ASFB Home > 2003 > Biological Invasions: Consequences for Parasites, Pathogens, Emerging Diseases, and Fisheries in the Marine Environment.
Predictive modeling and spatial mapping of freshwater fish and decapod assemblages: an integrated GIS and neural network approach
Michael K. Joy & Russell G. Death
Institute of Natural Resources-Ecology, Massey University, Private Bag 11 222, Palmerston North, New Zealand
Email: m.k.joy@massey.ac.nz
We used stream fish and decapod spatial occurrence data extracted from a national database combined with recent surveys and geospatial data landuse, geomorphologic, climatic, and spatial data in a geographical information system (GIS) to model fish occurrence in the Wellington Region, New Zealand. To predict the occurrence of each species at a site from a common set of predictor variables we used a multi-response, artificial neural network (ANN), to produce a single model to predict the entire fish and decapod assemblage in one procedure. The predictions from the ANN using this landscape scale data proved very accurate. Four other evaluation metrics independent of species abundance or probability thresholds also confirmed the accuracy of the model. The important variables contributing to the predictions included the spatial and elevational position of the site reach, watershed area, the landuse and vegetation type proportions of the watershed, and watershed geology.

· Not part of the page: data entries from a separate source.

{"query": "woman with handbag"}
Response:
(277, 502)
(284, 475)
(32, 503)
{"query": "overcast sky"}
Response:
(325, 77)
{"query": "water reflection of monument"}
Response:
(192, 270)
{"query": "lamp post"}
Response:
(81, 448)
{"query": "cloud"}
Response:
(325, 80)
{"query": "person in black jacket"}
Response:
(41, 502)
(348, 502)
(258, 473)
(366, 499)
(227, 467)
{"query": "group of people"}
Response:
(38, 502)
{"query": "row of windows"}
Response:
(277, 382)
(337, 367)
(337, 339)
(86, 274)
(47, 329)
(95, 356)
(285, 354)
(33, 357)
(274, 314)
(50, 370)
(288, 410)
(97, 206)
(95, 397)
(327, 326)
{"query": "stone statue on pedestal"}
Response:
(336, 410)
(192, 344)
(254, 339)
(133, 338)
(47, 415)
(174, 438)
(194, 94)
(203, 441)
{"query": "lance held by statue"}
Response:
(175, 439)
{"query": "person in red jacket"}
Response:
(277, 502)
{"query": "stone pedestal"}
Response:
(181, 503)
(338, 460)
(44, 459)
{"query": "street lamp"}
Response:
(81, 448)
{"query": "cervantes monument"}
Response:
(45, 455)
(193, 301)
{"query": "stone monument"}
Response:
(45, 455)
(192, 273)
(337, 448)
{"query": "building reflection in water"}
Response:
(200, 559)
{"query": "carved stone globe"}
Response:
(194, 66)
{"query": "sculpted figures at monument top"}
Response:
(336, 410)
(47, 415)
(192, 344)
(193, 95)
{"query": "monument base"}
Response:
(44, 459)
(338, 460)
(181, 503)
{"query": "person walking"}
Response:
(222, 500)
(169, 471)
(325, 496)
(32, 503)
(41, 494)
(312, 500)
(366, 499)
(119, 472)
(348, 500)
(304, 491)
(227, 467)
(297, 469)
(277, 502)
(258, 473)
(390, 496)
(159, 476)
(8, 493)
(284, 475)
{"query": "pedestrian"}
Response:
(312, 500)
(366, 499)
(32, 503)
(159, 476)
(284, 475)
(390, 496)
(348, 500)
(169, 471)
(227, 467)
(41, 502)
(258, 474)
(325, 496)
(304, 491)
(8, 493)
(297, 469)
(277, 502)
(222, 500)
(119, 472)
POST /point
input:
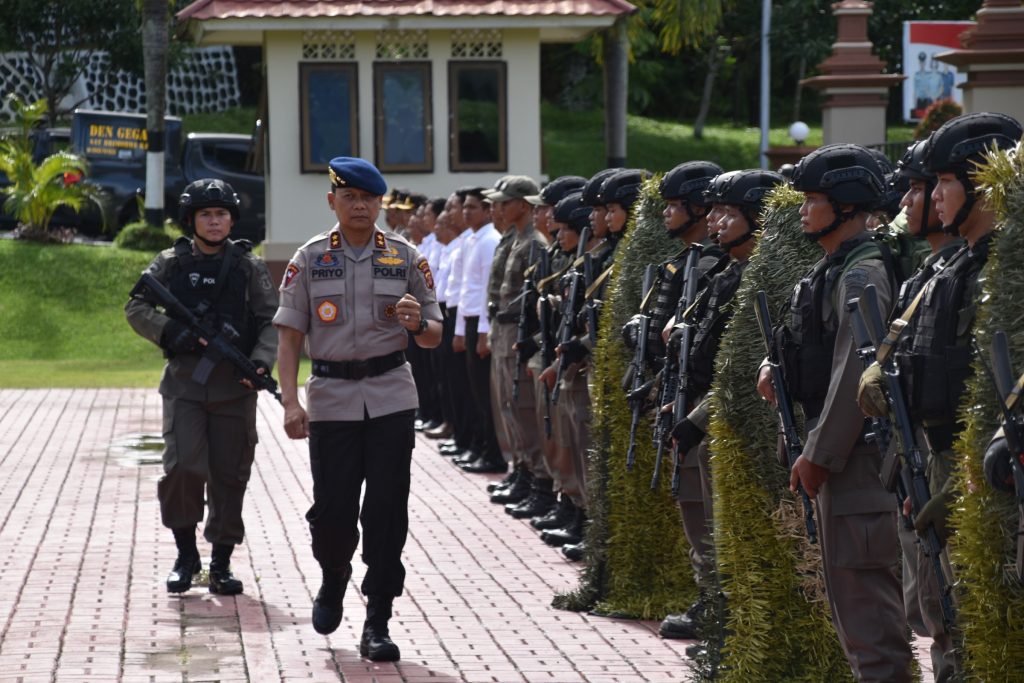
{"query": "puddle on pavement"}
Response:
(138, 450)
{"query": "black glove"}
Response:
(525, 349)
(176, 338)
(631, 332)
(998, 469)
(687, 434)
(573, 350)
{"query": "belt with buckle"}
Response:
(357, 370)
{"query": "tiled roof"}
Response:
(221, 9)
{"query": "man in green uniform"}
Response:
(210, 428)
(351, 295)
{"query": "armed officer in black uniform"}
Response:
(209, 429)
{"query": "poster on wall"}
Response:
(928, 79)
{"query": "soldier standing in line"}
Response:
(935, 356)
(351, 295)
(739, 201)
(209, 430)
(838, 468)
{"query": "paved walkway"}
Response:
(84, 558)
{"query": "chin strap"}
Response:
(841, 217)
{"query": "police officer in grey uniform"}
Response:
(839, 468)
(351, 295)
(209, 429)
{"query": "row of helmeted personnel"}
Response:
(880, 327)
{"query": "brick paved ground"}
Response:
(83, 558)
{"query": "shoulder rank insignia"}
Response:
(424, 267)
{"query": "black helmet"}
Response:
(688, 180)
(846, 173)
(572, 211)
(747, 189)
(713, 193)
(207, 194)
(961, 144)
(592, 189)
(623, 187)
(553, 193)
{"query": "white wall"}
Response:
(296, 203)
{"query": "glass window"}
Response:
(329, 94)
(402, 122)
(477, 110)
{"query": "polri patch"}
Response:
(290, 272)
(327, 311)
(424, 267)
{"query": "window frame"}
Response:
(424, 68)
(350, 69)
(501, 67)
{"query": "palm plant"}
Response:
(38, 189)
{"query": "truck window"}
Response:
(229, 158)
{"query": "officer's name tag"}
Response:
(390, 272)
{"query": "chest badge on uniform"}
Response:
(290, 273)
(327, 311)
(424, 267)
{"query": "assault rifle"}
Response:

The geospatial data available for the entire regional river network were then used to create a habitat-suitability map for all 18 species over the regional river network using GIS. This prediction map has many potential uses including; monitoring and predicting temporal changes in fish communities caused by human activities and shifts in climate, identifying of areas in need of protection, biodiversity hotspots, and areas for the reintroduction of endangered or rare species.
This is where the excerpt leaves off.